For weeks now, Jacksonville voters have seen positive ads from the Alvin Brown mayoral campaign. A new one is out now — featuring Brown’s mentor, the Rev. H.T. Rhim, and spotlighting his administration’s commitment to education, including the “Learn 2 Earn” initiative. In the ad, Brown talks about being raised by “two strong women,” his mother and grandmother, and it is of a piece with the “Jobs” and “He Cut His Own Pay” ads.
It’s a strong spot. However, it’s not the Brown ad that people are talking about these days. A second ad, that people started seeing on local TV screens this week, hits his principal opponent, Lenny Curry, harder than anything in the campaign so far.
Describing Curry as a “political insider” who “always puts politics first,” running “phony ads” as part of his “negative campaign,” that advertisement is the first negative foray run by the Brown campaign.
That’s the first negative ad from the Brown camp. Chances are that it won’t be the last. Even though they aren’t hosting it on their official YouTube channel, it arguably is the most important ad of the campaign.
Campaigns go negative when their polls tell them it’s a good idea, and we’ve seen a lot of hard-hitting material from the Curry side already. The fact that the incumbent’s operation is going negative means that their internal polls are telling them that they need to do so. That, perhaps, those negative spots from the Curry side are starting to leave marks.

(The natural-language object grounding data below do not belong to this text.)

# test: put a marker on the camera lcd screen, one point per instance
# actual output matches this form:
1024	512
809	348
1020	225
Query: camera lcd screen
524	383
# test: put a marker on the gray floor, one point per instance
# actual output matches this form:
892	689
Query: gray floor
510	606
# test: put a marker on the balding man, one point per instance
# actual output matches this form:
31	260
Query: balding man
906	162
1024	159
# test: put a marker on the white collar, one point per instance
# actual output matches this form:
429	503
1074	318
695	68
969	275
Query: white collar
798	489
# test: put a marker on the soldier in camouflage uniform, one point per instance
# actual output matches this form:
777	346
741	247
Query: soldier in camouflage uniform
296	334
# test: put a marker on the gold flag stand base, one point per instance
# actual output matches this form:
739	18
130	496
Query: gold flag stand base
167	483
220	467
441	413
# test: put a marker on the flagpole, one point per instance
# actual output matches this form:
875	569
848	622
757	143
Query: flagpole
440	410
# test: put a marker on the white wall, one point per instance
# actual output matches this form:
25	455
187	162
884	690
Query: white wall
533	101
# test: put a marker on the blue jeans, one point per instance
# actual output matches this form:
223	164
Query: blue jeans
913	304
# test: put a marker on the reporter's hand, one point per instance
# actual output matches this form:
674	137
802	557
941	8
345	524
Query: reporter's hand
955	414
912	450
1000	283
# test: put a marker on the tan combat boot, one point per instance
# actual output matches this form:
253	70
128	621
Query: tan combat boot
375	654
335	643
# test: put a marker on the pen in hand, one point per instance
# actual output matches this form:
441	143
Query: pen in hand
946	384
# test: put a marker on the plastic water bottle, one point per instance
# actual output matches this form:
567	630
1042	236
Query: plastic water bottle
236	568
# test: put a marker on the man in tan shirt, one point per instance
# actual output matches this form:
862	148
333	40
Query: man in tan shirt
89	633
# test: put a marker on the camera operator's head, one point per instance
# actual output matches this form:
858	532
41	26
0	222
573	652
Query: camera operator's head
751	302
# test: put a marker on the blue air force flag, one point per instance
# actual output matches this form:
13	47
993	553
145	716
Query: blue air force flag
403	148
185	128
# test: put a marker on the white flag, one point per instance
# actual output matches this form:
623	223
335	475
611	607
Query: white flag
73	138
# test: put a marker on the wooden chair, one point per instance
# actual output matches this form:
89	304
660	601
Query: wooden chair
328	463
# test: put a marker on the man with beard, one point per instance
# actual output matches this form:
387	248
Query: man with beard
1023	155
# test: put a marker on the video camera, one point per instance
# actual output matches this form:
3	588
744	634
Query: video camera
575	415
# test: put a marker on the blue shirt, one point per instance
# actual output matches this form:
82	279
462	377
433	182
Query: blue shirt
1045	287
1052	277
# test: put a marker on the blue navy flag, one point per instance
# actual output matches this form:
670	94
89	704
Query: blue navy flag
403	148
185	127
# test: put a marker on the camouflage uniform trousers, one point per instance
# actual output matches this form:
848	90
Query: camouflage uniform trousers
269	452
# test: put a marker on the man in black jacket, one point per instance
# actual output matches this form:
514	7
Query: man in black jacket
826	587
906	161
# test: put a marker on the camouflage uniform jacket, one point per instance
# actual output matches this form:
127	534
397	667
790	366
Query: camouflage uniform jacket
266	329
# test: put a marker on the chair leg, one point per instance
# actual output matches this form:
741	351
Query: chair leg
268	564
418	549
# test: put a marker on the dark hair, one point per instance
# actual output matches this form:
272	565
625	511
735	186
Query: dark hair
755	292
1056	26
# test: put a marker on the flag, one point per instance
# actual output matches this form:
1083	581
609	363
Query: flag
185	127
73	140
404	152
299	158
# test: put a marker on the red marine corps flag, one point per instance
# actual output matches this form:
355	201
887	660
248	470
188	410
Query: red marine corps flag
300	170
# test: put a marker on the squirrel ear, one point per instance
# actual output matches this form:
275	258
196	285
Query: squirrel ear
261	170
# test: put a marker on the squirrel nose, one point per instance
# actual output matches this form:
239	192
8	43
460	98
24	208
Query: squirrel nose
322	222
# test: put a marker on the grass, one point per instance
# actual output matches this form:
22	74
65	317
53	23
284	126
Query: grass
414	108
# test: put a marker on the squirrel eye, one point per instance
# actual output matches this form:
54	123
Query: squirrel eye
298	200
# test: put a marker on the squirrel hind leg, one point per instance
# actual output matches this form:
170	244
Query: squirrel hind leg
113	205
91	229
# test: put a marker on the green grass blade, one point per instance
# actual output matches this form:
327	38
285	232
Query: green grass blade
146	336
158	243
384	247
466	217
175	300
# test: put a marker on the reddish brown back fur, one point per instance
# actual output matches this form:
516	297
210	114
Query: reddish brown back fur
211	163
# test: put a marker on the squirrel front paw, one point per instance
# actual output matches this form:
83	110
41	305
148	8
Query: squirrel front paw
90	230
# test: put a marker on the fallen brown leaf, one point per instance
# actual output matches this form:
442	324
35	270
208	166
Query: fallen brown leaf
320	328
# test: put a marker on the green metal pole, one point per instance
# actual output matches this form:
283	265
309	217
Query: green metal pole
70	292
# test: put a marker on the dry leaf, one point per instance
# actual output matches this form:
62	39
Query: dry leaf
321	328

With early voting starting in just a few days, many Duval County voters are going to be making their choices well before Election Day. The increased incidence of negative advertising suggests that the Brown campaign doesn’t see its way clear to a majority in March. That means we will see two more months of campaigning, and a whole lot of opposition research will come to the fore.
The Brown side had, for weeks, attempted to draw a distinction between the “negative campaigning” of the Curry side and their spotless messaging. Now it seems that they are willing to sling mud themselves.